For several years, low interest rates on government bonds benefited borrowers taking out new federal student loans. But in 2018, rates are headed up for the second year in a row.
Increased rates for new borrowers — which take effect July 1, and will be in place for one year — could signal the end of an era of low rates. Since a 2013 overhaul of the Higher Education Act, interest rates on newly-issued federal direct loans are benchmarked to 10-year Treasury notes, and reset annually.

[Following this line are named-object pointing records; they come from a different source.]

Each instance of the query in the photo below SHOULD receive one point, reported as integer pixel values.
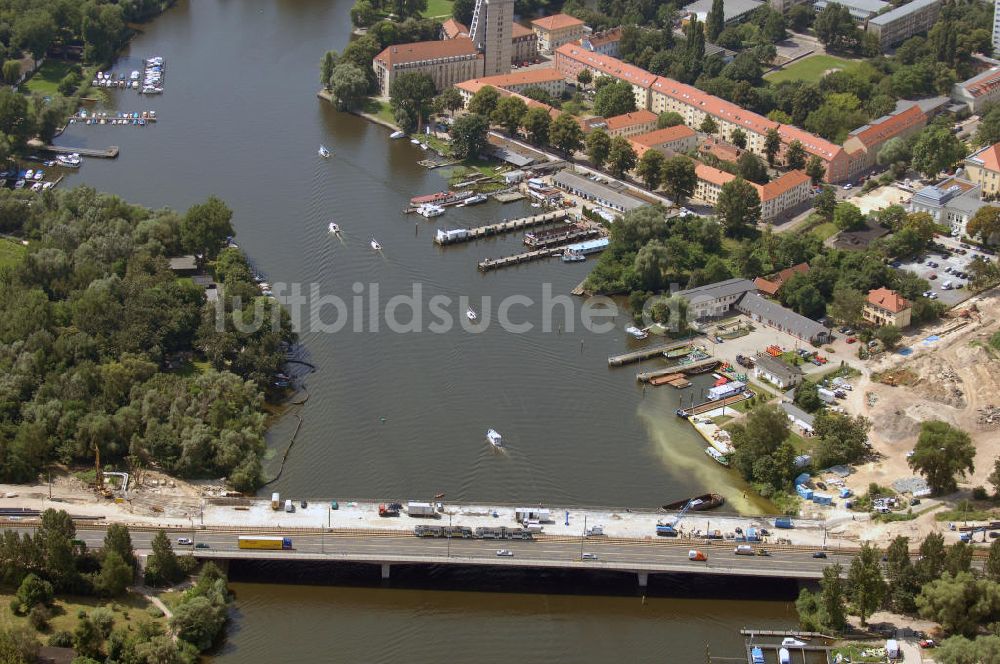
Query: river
(404, 415)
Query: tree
(206, 227)
(326, 68)
(715, 21)
(848, 217)
(985, 224)
(902, 577)
(738, 206)
(825, 202)
(462, 11)
(669, 119)
(449, 101)
(935, 150)
(162, 566)
(650, 168)
(565, 134)
(751, 168)
(847, 305)
(889, 335)
(621, 156)
(614, 99)
(468, 135)
(679, 178)
(815, 169)
(348, 86)
(598, 147)
(941, 453)
(410, 97)
(960, 603)
(536, 124)
(508, 113)
(795, 156)
(865, 583)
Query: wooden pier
(506, 261)
(490, 230)
(107, 153)
(645, 353)
(646, 376)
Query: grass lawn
(436, 8)
(129, 611)
(45, 81)
(11, 252)
(809, 69)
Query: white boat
(636, 333)
(717, 455)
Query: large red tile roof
(556, 22)
(430, 50)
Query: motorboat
(636, 333)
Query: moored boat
(705, 501)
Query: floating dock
(468, 235)
(107, 153)
(506, 261)
(645, 353)
(647, 376)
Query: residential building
(631, 124)
(776, 371)
(952, 202)
(610, 197)
(982, 167)
(979, 90)
(556, 30)
(491, 32)
(772, 314)
(904, 21)
(860, 10)
(735, 11)
(715, 299)
(679, 139)
(546, 78)
(446, 62)
(605, 43)
(771, 286)
(887, 307)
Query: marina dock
(458, 236)
(647, 376)
(516, 259)
(645, 353)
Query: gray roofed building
(774, 315)
(595, 191)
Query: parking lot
(939, 269)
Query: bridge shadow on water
(478, 578)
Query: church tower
(491, 32)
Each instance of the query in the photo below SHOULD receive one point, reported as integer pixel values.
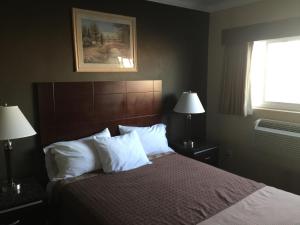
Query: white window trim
(281, 106)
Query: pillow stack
(101, 151)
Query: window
(275, 74)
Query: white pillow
(121, 153)
(153, 138)
(72, 158)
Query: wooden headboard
(70, 110)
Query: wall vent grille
(278, 127)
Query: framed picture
(104, 42)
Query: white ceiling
(206, 5)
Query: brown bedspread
(173, 190)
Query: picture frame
(104, 42)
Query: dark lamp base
(11, 187)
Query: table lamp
(189, 104)
(13, 125)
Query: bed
(172, 190)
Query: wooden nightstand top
(31, 192)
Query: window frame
(270, 104)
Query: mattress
(172, 190)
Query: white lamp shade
(189, 103)
(13, 124)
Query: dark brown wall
(36, 46)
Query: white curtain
(235, 96)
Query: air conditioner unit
(278, 127)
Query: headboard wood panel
(71, 110)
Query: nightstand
(203, 151)
(26, 207)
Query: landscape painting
(104, 42)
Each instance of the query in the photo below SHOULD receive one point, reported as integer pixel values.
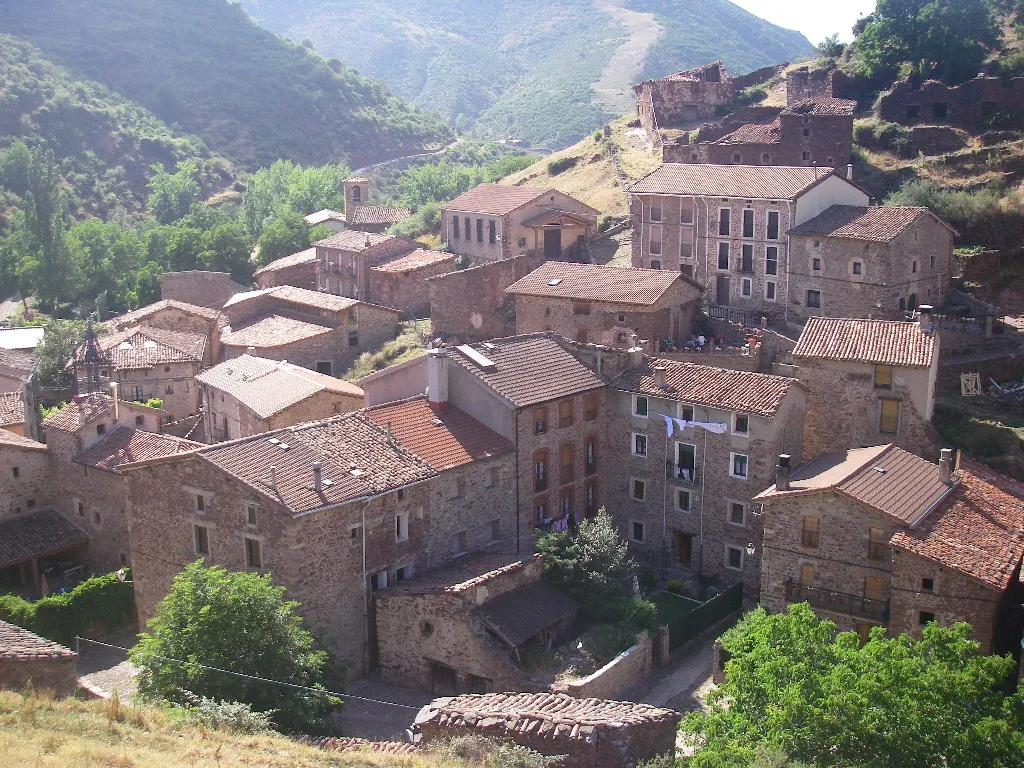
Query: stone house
(589, 732)
(868, 382)
(494, 221)
(727, 226)
(879, 537)
(683, 98)
(681, 493)
(459, 629)
(606, 305)
(310, 329)
(852, 261)
(248, 395)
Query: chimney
(782, 472)
(437, 380)
(946, 466)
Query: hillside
(203, 67)
(544, 71)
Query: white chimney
(437, 380)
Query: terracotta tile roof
(602, 284)
(141, 347)
(496, 200)
(267, 387)
(357, 461)
(36, 534)
(271, 331)
(418, 259)
(886, 478)
(526, 611)
(876, 223)
(126, 445)
(572, 718)
(19, 644)
(528, 370)
(351, 240)
(760, 394)
(442, 440)
(977, 531)
(363, 215)
(880, 342)
(756, 182)
(302, 257)
(11, 409)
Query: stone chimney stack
(782, 472)
(946, 465)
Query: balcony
(837, 602)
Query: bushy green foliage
(239, 622)
(796, 686)
(96, 601)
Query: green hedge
(59, 617)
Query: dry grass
(38, 731)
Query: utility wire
(318, 691)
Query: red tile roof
(442, 440)
(879, 342)
(19, 644)
(602, 284)
(760, 394)
(977, 531)
(875, 223)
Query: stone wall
(472, 304)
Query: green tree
(794, 685)
(238, 622)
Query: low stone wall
(616, 676)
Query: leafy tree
(238, 622)
(794, 685)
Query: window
(737, 513)
(734, 558)
(738, 465)
(638, 489)
(636, 531)
(809, 534)
(202, 540)
(723, 255)
(723, 220)
(889, 417)
(254, 557)
(564, 414)
(884, 377)
(877, 544)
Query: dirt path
(613, 89)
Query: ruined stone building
(681, 492)
(494, 221)
(248, 395)
(310, 329)
(606, 305)
(727, 226)
(855, 261)
(879, 537)
(868, 382)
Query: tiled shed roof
(605, 284)
(19, 644)
(880, 342)
(528, 370)
(760, 394)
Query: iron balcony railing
(838, 602)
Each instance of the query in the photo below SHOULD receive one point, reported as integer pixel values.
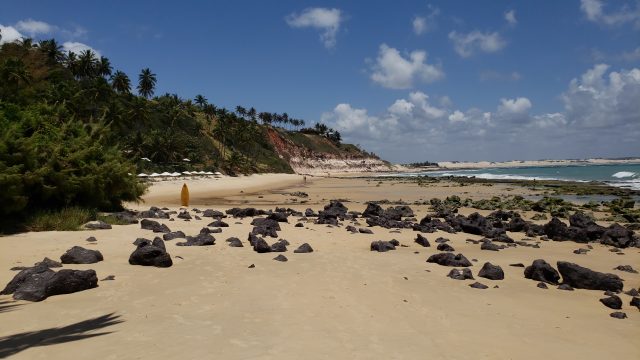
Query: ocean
(620, 175)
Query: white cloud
(9, 34)
(601, 118)
(594, 10)
(597, 100)
(457, 116)
(419, 25)
(516, 106)
(34, 27)
(510, 17)
(327, 20)
(467, 44)
(392, 70)
(78, 47)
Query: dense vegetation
(74, 134)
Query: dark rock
(612, 302)
(173, 235)
(491, 272)
(213, 214)
(448, 259)
(618, 236)
(281, 258)
(583, 278)
(626, 268)
(382, 246)
(97, 225)
(445, 247)
(154, 226)
(477, 285)
(80, 255)
(234, 242)
(565, 287)
(154, 213)
(618, 315)
(246, 212)
(48, 263)
(633, 292)
(421, 240)
(202, 239)
(461, 274)
(304, 248)
(279, 217)
(279, 246)
(141, 241)
(147, 254)
(261, 246)
(488, 245)
(184, 215)
(372, 210)
(218, 223)
(159, 243)
(38, 283)
(540, 270)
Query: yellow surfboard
(184, 196)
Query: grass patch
(66, 219)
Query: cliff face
(313, 154)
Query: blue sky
(409, 80)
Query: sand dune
(339, 302)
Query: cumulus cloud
(602, 99)
(510, 17)
(326, 20)
(78, 47)
(34, 27)
(601, 117)
(392, 70)
(467, 44)
(9, 34)
(594, 11)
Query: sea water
(620, 175)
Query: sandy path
(340, 302)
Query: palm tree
(201, 101)
(120, 83)
(103, 67)
(241, 111)
(146, 83)
(52, 50)
(87, 64)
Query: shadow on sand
(6, 306)
(13, 344)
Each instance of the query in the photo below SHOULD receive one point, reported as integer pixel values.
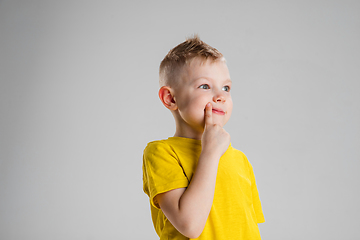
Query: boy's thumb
(208, 114)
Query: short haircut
(181, 55)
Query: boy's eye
(204, 86)
(226, 88)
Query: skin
(201, 106)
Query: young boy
(199, 186)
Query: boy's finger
(208, 114)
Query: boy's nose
(219, 98)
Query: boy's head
(172, 66)
(191, 75)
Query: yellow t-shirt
(170, 164)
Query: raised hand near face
(214, 138)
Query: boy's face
(203, 82)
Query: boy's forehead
(198, 68)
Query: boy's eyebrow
(207, 78)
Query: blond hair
(181, 55)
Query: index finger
(208, 114)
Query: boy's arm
(188, 208)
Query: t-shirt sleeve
(256, 199)
(162, 171)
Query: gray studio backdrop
(78, 102)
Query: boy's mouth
(218, 111)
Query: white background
(78, 102)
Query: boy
(199, 186)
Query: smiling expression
(202, 82)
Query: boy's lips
(218, 111)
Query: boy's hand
(214, 138)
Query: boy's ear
(167, 98)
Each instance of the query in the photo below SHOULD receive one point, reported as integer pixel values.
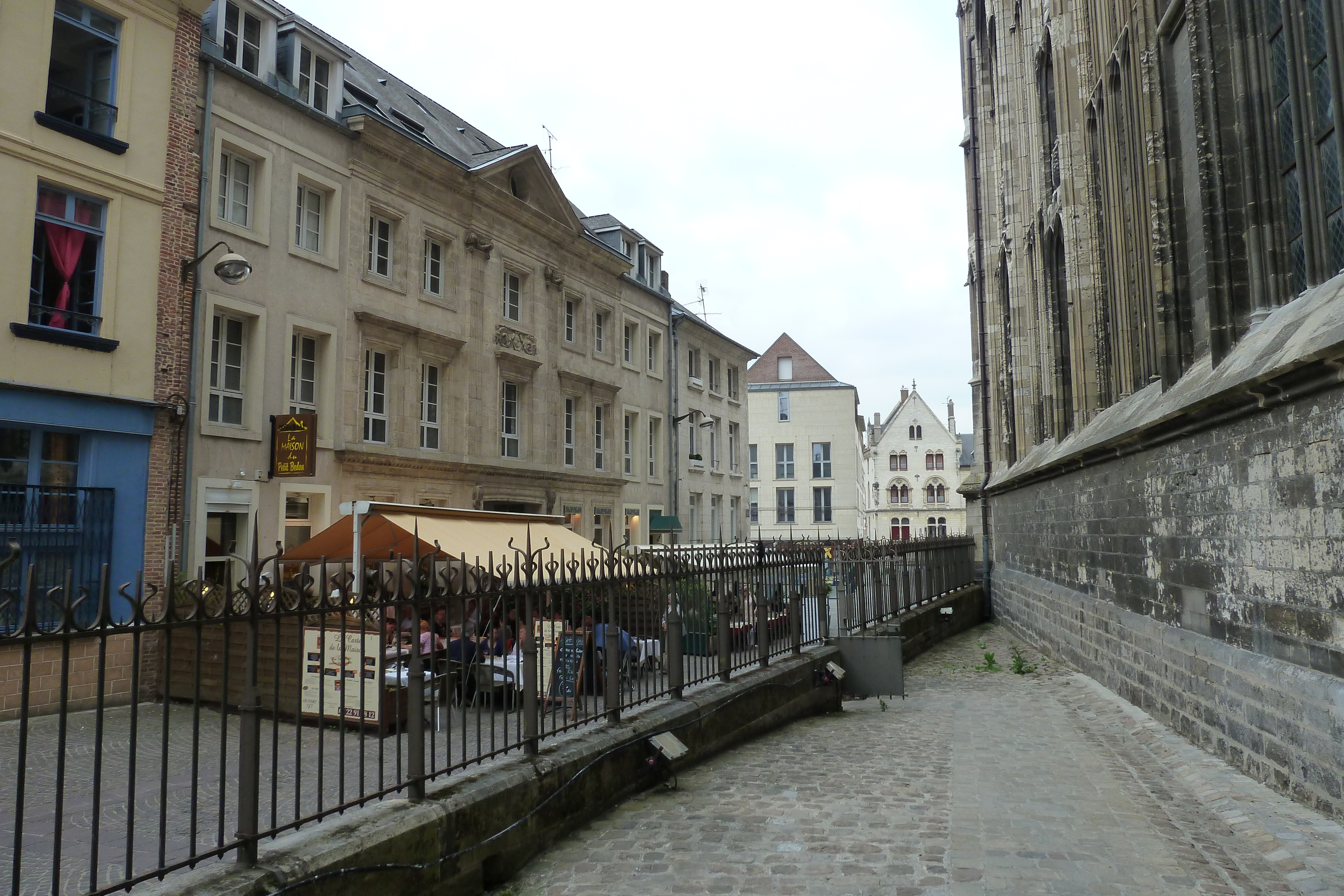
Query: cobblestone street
(979, 782)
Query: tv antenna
(550, 141)
(702, 288)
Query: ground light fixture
(232, 268)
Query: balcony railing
(81, 109)
(60, 531)
(67, 320)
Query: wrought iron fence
(290, 694)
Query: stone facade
(807, 449)
(1157, 229)
(908, 455)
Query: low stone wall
(605, 764)
(1277, 722)
(925, 627)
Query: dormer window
(243, 39)
(314, 80)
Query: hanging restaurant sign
(292, 442)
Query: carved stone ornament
(517, 340)
(479, 242)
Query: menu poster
(335, 666)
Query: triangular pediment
(523, 174)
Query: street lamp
(232, 268)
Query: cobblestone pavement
(980, 782)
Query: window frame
(373, 257)
(370, 417)
(784, 461)
(511, 437)
(431, 406)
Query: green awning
(659, 523)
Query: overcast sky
(799, 159)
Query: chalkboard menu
(568, 666)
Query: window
(83, 78)
(226, 370)
(599, 437)
(569, 432)
(509, 420)
(308, 219)
(433, 268)
(299, 520)
(243, 39)
(630, 445)
(376, 397)
(513, 284)
(429, 406)
(314, 77)
(67, 261)
(822, 460)
(784, 461)
(822, 504)
(380, 246)
(303, 374)
(236, 178)
(654, 449)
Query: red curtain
(65, 245)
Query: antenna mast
(550, 152)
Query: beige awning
(392, 530)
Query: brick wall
(1202, 581)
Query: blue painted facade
(114, 453)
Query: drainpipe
(189, 479)
(675, 389)
(982, 336)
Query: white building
(806, 452)
(913, 468)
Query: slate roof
(806, 369)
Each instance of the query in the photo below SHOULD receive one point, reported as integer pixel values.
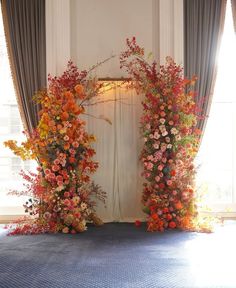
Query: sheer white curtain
(118, 148)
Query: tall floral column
(60, 193)
(168, 128)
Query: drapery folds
(24, 24)
(203, 27)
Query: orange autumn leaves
(61, 191)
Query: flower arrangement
(61, 190)
(171, 139)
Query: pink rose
(66, 194)
(55, 168)
(56, 162)
(160, 167)
(149, 166)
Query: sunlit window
(217, 157)
(10, 128)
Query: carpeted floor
(120, 256)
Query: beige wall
(88, 31)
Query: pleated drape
(203, 27)
(233, 3)
(24, 24)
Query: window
(10, 128)
(217, 156)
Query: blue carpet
(120, 256)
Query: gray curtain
(24, 24)
(203, 27)
(233, 2)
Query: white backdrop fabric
(118, 149)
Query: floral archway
(60, 193)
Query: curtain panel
(24, 24)
(118, 149)
(233, 3)
(203, 27)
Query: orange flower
(155, 216)
(67, 146)
(178, 205)
(72, 160)
(64, 116)
(79, 89)
(172, 225)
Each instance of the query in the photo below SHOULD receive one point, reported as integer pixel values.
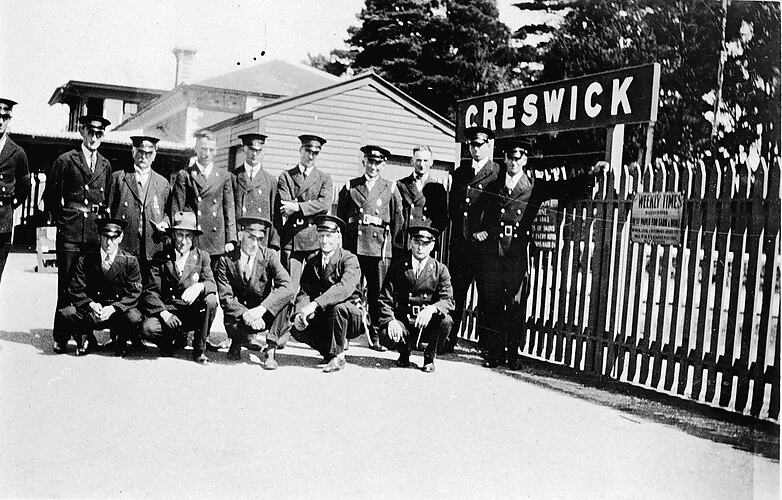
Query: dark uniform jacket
(315, 195)
(468, 199)
(14, 182)
(269, 286)
(373, 219)
(426, 206)
(509, 216)
(212, 200)
(258, 199)
(402, 291)
(120, 286)
(164, 288)
(75, 196)
(139, 210)
(335, 284)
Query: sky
(46, 43)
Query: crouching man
(416, 300)
(326, 314)
(104, 292)
(254, 288)
(181, 294)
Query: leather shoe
(84, 348)
(336, 364)
(270, 363)
(404, 360)
(491, 363)
(225, 344)
(375, 344)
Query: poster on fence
(656, 218)
(544, 227)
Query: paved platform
(100, 426)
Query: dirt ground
(100, 426)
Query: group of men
(152, 261)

The 2.995 percent yield on 10-year Treasury notes auctioned May 9, 2018, means rates on federal direct loans to undergraduates disbursed on or after July 1, 2018 and before July 1, 2019 will be 5.05 percent, up from 3.76 percent in 2016. Rates on federal direct loans to graduate students will increase to 6.60 percent on July 1, and rates on PLUS loans will rise to 7.60 percent.
Since rates on federal student loans are fixed, existing borrowers will continue to pay the same rate, unless they qualify to refinance their loans at a lower rate with a private lender.
It costs about $36,227 to repay $30,100 in direct unsubsidized federal student loans at 3.76 percent interest under the standard 10-year repayment plan. If a borrower were to take out the same amount of government loans at the new interest rate of 5.05 percent, they’d be looking at about $2,240 in additional repayment costs — or $38,400 all told.
The Department of Education recalibrates rates on federal student loans once a year, adding 2.05 percentage points to the rate for 10-year Treasury notes auctioned in May to establish rates for new loans to undergraduates. The add-on for federal direct loans for graduate school students is 3.6 percent, while rates for parent PLUS loans equal yields on 10-year Treasury note plus an add-on of 4.60 percentage points.
Yields on 10-year Treasurys are coming off of historic lows as the global economy continues to recover from the 2008 mortgage meltdown and recession. Treasury yields are determined by investor demand for government debt, and could shoot up if economic growth heats up and fears of inflation sour investors on bonds.
No matter how sharply Treasury yields climb, legislation implementing the formulas for federal student loans caps rates at 8.25 percent for undergraduate loans, 9.5 percent for graduate loans, and 10.5 percent for PLUS loans.